Don't squash when there are independent changes layered to achieve a single goal. For instance, writing a code munger could be one commit, applying it could be another, and adding a precommit check could be a third. One could argue they should be separate pull requests, but there's really no way to test/review the munger without seeing it applied, and there needs to be a precommit check to ensure the munged output doesn't immediately get out of date.

A commit, as much as possible, should be a single logical change.

7. KISS, YAGNI, MVP, DRY, etc.

Sometimes we need to remind each other of core tenets of software design - Keep It Simple, You Aren't Gonna Need It, Minimum Viable Product, Don't Repeat Yourself, and so on.
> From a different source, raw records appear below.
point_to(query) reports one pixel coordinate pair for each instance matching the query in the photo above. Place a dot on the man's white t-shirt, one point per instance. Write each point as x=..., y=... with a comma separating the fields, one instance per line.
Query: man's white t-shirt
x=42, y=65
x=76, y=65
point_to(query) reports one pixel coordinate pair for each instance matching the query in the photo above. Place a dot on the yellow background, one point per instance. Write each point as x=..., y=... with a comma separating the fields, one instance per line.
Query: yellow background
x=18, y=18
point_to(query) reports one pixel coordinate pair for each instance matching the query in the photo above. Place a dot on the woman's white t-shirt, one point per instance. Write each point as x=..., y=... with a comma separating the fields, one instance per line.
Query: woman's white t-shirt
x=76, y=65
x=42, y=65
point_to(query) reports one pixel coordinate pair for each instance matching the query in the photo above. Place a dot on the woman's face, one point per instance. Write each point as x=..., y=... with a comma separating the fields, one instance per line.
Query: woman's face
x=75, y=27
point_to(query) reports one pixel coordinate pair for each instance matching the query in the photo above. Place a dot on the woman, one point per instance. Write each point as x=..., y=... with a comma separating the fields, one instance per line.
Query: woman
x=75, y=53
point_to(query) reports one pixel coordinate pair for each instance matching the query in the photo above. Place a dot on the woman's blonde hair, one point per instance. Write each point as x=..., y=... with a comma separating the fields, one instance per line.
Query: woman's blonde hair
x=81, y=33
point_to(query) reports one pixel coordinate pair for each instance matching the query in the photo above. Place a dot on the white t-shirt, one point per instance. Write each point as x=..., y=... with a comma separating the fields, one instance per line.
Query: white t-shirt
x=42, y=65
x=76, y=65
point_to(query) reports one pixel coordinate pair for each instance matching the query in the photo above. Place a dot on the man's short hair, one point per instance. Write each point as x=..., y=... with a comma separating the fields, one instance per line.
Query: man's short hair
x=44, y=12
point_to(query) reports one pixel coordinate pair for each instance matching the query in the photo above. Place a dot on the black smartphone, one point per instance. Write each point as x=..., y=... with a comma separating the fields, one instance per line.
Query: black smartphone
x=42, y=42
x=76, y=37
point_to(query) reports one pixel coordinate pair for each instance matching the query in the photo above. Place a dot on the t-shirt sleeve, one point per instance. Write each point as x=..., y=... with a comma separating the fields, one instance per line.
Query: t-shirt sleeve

Adding a feature "because we might need it later" is antithetical to software that ships. Add the things you need NOW and (ideally) leave room for things you might need later - but don't implement them now.

8. It's OK to Push Back

Sometimes reviewers make mistakes. It's OK to push back on changes your reviewer requested. If you have a good reason for doing something a certain way, you are absolutely allowed to debate the merits of a requested change. Both the reviewer and reviewee should strive to discuss these issues in a polite and respectful manner.

You might be overruled, but you might also change someone's mind. Working to better understand each other can sometimes be challenging, but often leads to better solutions.

Another phenomenon of open-source projects (where anyone can comment on any issue) is the dog-pile - your pull request gets so many comments from so many people it becomes hard to follow. In this situation, you can ask the primary reviewer (assignee) whether they want you to fork a new pull request to clear out all the comments. You don't HAVE to fix every issue raised by every person who feels like commenting, but you should answer reasonable comments with an explanation.

9. Common Sense and Courtesy

No document can take the place of common sense and good taste. Use your best judgment, while you put a bit of thought into how your work can be made easier to review. If you do these things your pull requests will get merged with less friction.

10. Trivial Edits

Each incoming Pull Request needs to be reviewed, checked, and then merged.

While automation helps with this, each contribution also has an engineering cost. Therefore it is appreciated if you do NOT make trivial edits and fixes, but instead focus on giving the entire file a review.

If you find one grammatical or spelling error, it is likely there are more in that file, you can really make your Pull Request count by checking formatting, checking for broken links, and fixing errors and then submitting all the fixes at once to that file.

Some questions to consider

  • Can the file be improved further?
  • Does the trivial edit greatly improve the quality of the content?